Но отец был уже рядом. Они вдвоём неловко открыли дверь. На пороге стоял Лёшин классный руководитель и, комкая в руках шапку, произнёс:
– Лёшу убили. Пойдёмте…
Плаза
Протектором новенькой глянцевой кроссухи Тим вспорол ледок вмёрзшей в асфальт ноябрьской лужи. С оттяжкой, как это делает знатная блоха [1] Мэсси, он раскатал перед собой острые стеклянные брызги и, оглядывая россыпь искрящихся траекторий, сладко поморщился – плаза!
1
Прозвище Лионеля Мэсси – «атомная блоха».
«Плаза»… Эта липковатая говорушка из пяти закорючек с недавних пор стала его любимым словечком. Тим вообще выбирал слова, как говорится, «всерьёз и надолго». Определив в фаворитки какую-нибудь замысловатую трель, он подолгу торчал перед зеркалом и часами балаболил (то есть выговаривал) её на манер душевного кайфа, огребая с этого балабольства полуторный крупняк удовольствия.
Так как речевой запас Тима, как и словарь Эллочки-людоедки, не изобиловал семантическими вывертами, «идиомы-фаворитки» редко сменяли друг друга. Оттого весьма краткий, но крепко сбитый голосовой спич юного Тимура был прост, отточен в произношении и предельно ясен по содержанию,
– Плаза! – повторил Тим, приметив на краю лужи идеальное место для следующего шага. – Пла-а…
В этот миг колесо огромной машины накрыло его хрупкую долговязую фигурку и раскатало по асфальту на манер разлетевшихся фрагментов мёрзлого льда.
– А-а-а!.. – заорал Тим, пытаясь остановить вращение тела.
Машина умчалась за поворот, так и не заметив истории, в которую вляпалась пару секунд назад. Конечно, её найдут, пробьют по номерному знаку, отпечатавшемуся на сетчатке глаза пострадавшего гражданина. Будет суд и всё такое.
А дальше что? Ну, допустим, Тим поправится, кончится эта грёбаная зима. Перестанут гибнуть люди. Во всём настанут порядок и согласованность. И пусть тебе сейчас плохо. Всё колёса: думай о плазе! Она рядом, она обязательно поможет – не подведёт. Больно? Выбито плечо и немеет рука? Плюй по ветру и не теряй надежды. Сейчас подойдёт какой-нибудь чел, вытащит тебя из лужи, перенесёт в чистое место и…
Прошло минут пять. А может, целые сутки. Знаешь, бывает так: думаешь одно – например, ты в шоколаде. А на самом деле, как говорится, «Аннушка уже разлила масло». Вроде всё чики-чики, и вдруг на тебе – колёса!
…Ну где же они?
Тим почувствовал, как начали холодеть ступни ног. Постепенно холод стал прорастать в голени. Это не на шутку испугало парня. «Мать честная! – подумал он, лопаясь от страха. – Я же дохну…»

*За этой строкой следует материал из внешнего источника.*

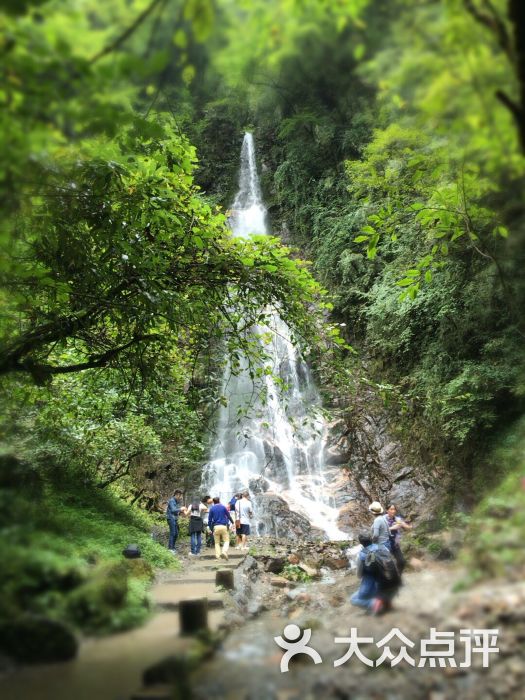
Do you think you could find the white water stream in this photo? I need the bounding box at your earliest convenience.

Вдруг чья-то ладонь, тёплая и лёгкая, как перо баб-Зининой подушки, подхватила Тимура и, надломив кромку образовавшегося вокруг тела ледка, вытащила из лужи.

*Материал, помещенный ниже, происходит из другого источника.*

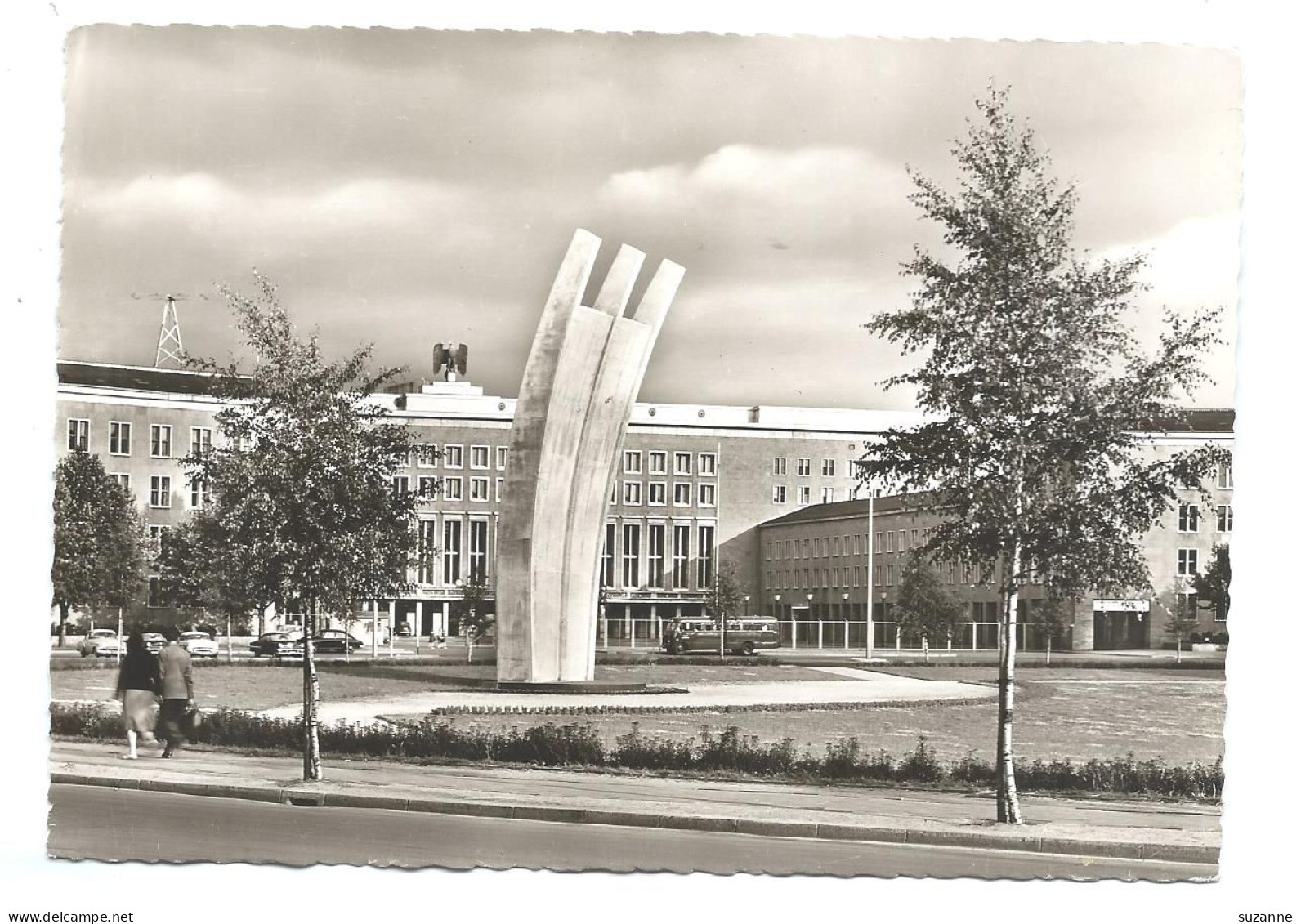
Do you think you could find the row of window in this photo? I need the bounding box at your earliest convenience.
[610,481,718,507]
[68,417,212,459]
[601,523,716,590]
[117,471,208,510]
[773,456,855,478]
[764,529,927,561]
[773,484,853,503]
[1178,507,1233,533]
[624,449,718,478]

«Ага, вот и они», – сладко подумал Тим, закрывая глаза.
– Не спи! – спасительная ладонь больно защемила седьмой шейный позвонок. – Слышишь, не спи!
Но Тим не слышал и не чувствовал уже ничего. Приятное гудение каких-то мембран наполняло его тело мягкими пеленами вялости и покоя. Он умирал.
Юноша не почувствовал ни перемену положения, ни то, что ледяная подстилка больше не морозит спину. Он действительно умирал. Умирал по-детски нежно и неприхотливо, отмирал, как стебелёк ещё молодого листочка, пробитый внезапным мартовским морозом.
– Ти-им, ты слышишь меня? Ты слышишь меня, Ти-им? – выкрикивал небольшой, одетый во всё белое человечек с огромными перистыми крыльями, растущими прямо из спины, минуя лопаточные кости и прочие необходимые для взмаха анатомические сочленения.
В нарастающей глухоте прошло несколько бесконечных минут. Вдруг Тимур услышал голос своего визави. Услышал отчётливо и громко, будто над его головой кто-то распахнул плотный двухкамерный «велюкс».
– А-ах, как здорово! – улыбнулся юноша, открывая глаза.
Птичья разноголосица, рокот самолётных турбин и шорохи трущихся друг о друга облаков устремились в его слуховые отверстия.
Однако то, что он увидел перед собой, его немало озадачило. Совсем рядом (вернее, прямо над ним) какой-то пацан с крыльями теребил мёртвое худощавое тело. Он нещадно бил покойника ладонями по синим ввалившимся щекам, упирался кулаками в грудь и вминал свои маленькие острые молотилки в бездыханную грудную клетку. Крылатый пацан повторял эти жуткие упражнения со строгой периодичностью, будто копировал самого себя.